An independent Scotland within the EU – assuming that it could be arranged – will be a five-million-strong minnow in a 28-country alliance of 508 million (less without the UK). But if the Scots felt that this was preferable to being at the mercy of Boris Johnson, Nigel Farage and their ilk, who could blame them?

Before that, though, let’s take the precedent of Scotland’s independence referendum, and demand a rerun.

As of this Sunday there were 2.5 million signatures on a petition calling on the Westminster parliament for just such a thing.

If the SNP could get away with that approach having lost by 10% in 2014, the Remain camp can too. The 4% majority in favour of leave amounts to just over one million people. Let’s roll the dice again or, as Stephen Fry tweeted, what about the best of three?

It’s not in my nature to deny the democratic will of the people, but since the legitimacy of the first independence referendum was so contemptuously dismissed by the SNP leadership and their supporters almost as soon as it was over, we who support union (of both the UK and the EU) are under no moral obligation to endorse results we don’t like.

I would support another Brexit poll. As would growing numbers of Leave voters afflicted with “buyers’ remorse”.

The UK Liberal Democrats have indicated that they will go into a forthcoming general election with a second Brexit poll in their manifesto. Labour should do the same, having first dumped Corbyn and rebuilt a party people trust and will follow.
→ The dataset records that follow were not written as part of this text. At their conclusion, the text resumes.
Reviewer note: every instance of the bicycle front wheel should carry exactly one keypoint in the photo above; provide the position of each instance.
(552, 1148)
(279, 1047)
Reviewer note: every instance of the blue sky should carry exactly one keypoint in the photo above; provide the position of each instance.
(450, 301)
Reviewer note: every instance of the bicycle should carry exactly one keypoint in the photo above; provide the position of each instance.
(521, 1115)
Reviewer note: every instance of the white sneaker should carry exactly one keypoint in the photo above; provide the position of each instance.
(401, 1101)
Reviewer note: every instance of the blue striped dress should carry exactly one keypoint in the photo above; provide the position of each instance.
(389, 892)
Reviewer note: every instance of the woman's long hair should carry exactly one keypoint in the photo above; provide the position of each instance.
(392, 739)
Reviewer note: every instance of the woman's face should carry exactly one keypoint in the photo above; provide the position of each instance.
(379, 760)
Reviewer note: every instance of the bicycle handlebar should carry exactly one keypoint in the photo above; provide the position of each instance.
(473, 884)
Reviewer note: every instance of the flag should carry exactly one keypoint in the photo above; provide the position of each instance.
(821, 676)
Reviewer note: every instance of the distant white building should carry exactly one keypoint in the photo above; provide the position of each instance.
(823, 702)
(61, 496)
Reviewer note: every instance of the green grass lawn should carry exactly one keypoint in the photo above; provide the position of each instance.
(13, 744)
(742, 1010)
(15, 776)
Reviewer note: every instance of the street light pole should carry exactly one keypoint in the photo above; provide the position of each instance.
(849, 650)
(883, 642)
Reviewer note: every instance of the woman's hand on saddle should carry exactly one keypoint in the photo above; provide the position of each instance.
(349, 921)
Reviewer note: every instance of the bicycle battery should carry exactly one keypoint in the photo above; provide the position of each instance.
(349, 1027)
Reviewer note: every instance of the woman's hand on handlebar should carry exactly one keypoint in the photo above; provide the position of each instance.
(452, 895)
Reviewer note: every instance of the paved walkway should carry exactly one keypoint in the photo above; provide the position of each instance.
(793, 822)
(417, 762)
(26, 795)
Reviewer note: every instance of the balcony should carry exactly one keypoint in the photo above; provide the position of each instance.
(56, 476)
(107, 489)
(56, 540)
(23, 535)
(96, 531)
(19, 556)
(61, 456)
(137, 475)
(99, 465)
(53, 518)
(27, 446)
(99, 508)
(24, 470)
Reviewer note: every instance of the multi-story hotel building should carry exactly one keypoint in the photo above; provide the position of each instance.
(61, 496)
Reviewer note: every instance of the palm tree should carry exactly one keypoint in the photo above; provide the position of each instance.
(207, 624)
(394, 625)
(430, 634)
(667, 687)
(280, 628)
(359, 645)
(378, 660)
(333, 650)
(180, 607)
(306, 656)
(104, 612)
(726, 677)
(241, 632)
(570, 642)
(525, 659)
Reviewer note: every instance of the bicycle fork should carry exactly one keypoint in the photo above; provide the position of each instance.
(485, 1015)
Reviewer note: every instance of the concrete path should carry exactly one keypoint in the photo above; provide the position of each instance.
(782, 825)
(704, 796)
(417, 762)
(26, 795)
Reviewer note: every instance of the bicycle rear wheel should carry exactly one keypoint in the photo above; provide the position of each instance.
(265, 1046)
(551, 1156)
A Lib-Lab coalition would have a mandate to draw us back from the brink and give people another chance to think about their place in Europe.

If Brexit were to be ratified in those circumstances, and the EU were actually to survive this crisis as a functioning economic and political union, then a Scottish referendum to leave the UK and join its 27-nation club would be fully justified.

There are big wheels in motion here, and all post-WW2 assumptions about the future of Europe are in question.

Putin will see Brexit as an opportunity to promote his nationalistic agenda in Ukraine and the Baltics. War in Europe could easily result, and an EU broken and divided will be easy meat for the Kremlin.

Europe’s many nationalisms and tribes will gain strength in their separatist politics. In Ireland, where there has been peace for 20 years, the competing sects are already manoeuvring around the politics of borders.

Turbulent times, then, with no end in sight as we come out of this bleak weekend. Britain has walked into a period of civil strife and constitutional chaos unseen since the bourgeois revolutions of the 17th century. No-one knows where the journey will take us.